Industrial Adjustment in the Household, March 18, 1903 (excerpt)



Modern Housekeepers Governed Too Much by What Mother Used to Make


Jane Addams, Founder of Chicago Hull House, Tells College Graduates They Are Not Practical

"Our women of [today] depend too much on tradition in their household affairs. They do not apply their education, but are governed almost entirely by what mother used to make."

Miss Jane Addams, founder of the Chicago Hull House, delivered a forceful address on what she termed the unprogressiveness of the modern housekeeper, before the Philadelphia branch of the Association of Collegiate Alumni in the New Century Drawing Room, Twelfth street below Chestnut, last night. Her address was entitled "Industrial Adjustment in the Household."

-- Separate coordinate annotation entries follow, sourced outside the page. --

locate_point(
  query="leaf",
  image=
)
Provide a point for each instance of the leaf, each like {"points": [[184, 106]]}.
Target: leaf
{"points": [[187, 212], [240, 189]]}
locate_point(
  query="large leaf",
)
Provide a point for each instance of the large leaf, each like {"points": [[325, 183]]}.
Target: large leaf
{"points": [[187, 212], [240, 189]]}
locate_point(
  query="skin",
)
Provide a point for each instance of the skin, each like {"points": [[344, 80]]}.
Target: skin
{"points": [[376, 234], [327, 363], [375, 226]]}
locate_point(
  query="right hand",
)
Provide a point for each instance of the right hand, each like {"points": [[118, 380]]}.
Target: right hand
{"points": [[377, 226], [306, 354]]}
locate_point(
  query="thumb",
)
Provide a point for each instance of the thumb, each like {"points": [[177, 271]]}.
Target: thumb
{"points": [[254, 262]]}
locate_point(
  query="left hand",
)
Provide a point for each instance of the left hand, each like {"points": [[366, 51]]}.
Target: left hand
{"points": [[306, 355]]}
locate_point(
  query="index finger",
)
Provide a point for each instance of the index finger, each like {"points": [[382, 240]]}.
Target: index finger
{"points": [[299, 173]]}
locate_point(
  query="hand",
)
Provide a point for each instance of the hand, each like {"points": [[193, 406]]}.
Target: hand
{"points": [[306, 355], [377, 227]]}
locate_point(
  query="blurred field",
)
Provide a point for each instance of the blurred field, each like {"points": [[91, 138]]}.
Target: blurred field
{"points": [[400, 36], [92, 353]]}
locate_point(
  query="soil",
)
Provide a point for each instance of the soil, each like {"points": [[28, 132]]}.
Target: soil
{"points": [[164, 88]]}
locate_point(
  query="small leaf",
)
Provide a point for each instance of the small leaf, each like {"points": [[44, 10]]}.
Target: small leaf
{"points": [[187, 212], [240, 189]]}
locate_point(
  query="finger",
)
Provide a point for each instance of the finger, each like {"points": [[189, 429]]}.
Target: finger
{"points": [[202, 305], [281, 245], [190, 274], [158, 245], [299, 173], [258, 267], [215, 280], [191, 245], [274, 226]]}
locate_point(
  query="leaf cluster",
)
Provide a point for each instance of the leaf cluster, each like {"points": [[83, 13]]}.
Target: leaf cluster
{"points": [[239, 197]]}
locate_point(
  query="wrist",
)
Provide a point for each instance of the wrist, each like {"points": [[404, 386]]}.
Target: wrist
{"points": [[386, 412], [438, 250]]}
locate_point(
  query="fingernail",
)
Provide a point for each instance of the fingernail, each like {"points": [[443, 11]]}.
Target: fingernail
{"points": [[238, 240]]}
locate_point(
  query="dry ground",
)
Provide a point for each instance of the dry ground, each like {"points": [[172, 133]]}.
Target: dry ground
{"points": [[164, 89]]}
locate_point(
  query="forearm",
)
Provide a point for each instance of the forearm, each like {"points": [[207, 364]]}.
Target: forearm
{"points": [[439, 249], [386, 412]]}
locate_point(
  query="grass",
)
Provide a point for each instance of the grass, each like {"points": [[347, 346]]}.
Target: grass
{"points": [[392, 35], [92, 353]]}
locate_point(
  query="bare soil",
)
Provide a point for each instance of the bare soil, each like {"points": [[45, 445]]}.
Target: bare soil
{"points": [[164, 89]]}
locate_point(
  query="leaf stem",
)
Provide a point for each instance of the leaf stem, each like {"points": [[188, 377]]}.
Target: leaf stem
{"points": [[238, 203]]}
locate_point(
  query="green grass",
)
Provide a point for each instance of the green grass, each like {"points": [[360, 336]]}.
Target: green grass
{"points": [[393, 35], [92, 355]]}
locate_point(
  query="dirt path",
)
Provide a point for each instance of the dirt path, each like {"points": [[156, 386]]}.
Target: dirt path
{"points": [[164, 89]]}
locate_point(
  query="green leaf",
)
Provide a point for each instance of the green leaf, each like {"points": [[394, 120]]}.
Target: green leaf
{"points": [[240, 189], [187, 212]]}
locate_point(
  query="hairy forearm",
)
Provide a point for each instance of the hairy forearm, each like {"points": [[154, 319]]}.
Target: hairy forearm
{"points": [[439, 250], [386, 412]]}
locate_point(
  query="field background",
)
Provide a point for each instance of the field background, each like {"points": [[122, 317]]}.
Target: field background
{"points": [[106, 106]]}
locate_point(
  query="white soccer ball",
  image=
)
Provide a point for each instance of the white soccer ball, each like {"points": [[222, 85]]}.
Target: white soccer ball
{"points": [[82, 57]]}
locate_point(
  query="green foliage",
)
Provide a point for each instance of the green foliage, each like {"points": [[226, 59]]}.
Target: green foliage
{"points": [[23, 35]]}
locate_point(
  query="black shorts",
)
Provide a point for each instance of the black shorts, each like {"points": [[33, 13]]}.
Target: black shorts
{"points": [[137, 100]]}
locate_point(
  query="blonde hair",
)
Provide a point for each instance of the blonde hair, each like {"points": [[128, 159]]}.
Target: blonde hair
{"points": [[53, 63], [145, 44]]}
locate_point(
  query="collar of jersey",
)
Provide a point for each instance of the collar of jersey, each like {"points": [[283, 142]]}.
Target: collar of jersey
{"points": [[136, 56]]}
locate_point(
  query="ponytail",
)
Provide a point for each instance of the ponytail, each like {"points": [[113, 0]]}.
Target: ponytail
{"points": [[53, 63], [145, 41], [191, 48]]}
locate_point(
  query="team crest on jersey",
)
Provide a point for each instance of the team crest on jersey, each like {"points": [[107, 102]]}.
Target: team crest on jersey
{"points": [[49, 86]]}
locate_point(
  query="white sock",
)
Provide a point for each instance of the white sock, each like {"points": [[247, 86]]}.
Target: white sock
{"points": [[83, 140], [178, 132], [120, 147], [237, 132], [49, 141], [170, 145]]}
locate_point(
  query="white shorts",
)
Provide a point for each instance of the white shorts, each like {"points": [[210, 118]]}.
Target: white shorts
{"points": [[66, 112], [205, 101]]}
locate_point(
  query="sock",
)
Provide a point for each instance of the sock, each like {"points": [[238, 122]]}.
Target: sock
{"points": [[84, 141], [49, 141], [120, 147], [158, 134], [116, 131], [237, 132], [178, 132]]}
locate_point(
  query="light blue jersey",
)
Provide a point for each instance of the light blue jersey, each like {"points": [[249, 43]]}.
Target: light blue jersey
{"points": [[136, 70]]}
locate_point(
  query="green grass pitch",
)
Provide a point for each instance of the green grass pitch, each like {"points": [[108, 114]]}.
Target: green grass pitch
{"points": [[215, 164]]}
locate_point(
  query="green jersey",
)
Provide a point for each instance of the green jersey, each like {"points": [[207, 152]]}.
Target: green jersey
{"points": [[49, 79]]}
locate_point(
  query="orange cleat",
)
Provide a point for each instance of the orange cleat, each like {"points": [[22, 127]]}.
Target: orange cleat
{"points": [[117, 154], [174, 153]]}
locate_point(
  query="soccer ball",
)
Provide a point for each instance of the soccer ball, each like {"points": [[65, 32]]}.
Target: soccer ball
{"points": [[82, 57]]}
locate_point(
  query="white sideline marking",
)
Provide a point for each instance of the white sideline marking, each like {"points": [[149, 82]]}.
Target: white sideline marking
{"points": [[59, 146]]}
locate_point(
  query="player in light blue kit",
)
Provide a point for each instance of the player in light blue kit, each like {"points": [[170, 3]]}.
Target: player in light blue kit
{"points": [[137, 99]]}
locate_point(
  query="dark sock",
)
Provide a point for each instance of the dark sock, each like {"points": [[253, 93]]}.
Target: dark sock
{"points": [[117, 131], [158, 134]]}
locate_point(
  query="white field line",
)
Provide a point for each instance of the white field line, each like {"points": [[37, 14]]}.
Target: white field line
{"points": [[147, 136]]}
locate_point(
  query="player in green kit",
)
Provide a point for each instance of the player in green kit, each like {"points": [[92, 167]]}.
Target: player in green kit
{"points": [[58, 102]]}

"The women of [today] have far more leisure time than had their mothers and grandmothers," she said. "They are taking a greater interest in public affairs and are coming into a larger measure of cultivation. But when we inquire whether they have brought this cultivation into the province of the household we are sadly disappointed. There is a deplorable lack of standard as to what the modern woman is trying to attain in her home. There is no accuracy. There is little care. She does not place on the table the kind of food that is best suited for her husband's occupation or her children's ages. She is regulated solely by tradition.

Confused Intellectuality

"The intellectual woman is confused. She does not suit the cost of her table to her husband's income. Biology, hygiene and all of the other sciences she has learned at college are forgotten in so far as their utility is concerned. She does not focus her knowledge on her home. She goes to college and studies. When she marries she falls into the rut that her mother and grandmother traversed. She is apt to overfeed her family or else she is apt to starve. Dyspepsia is on one side and debt is on the other. This indefiniteness is the cause of most of our domestic difficulties. The maid-of-all-work sees her mistress floundering about and she becomes listless and loses interest in her work.

"These difficulties can never be remedied as long as our women are reticent and as long as they refuse to discuss the problems of household financiering.

"The solution of the difficulty, I think, is in the exaltation of the household arts. The technique and art-motive in household affairs must be mastered."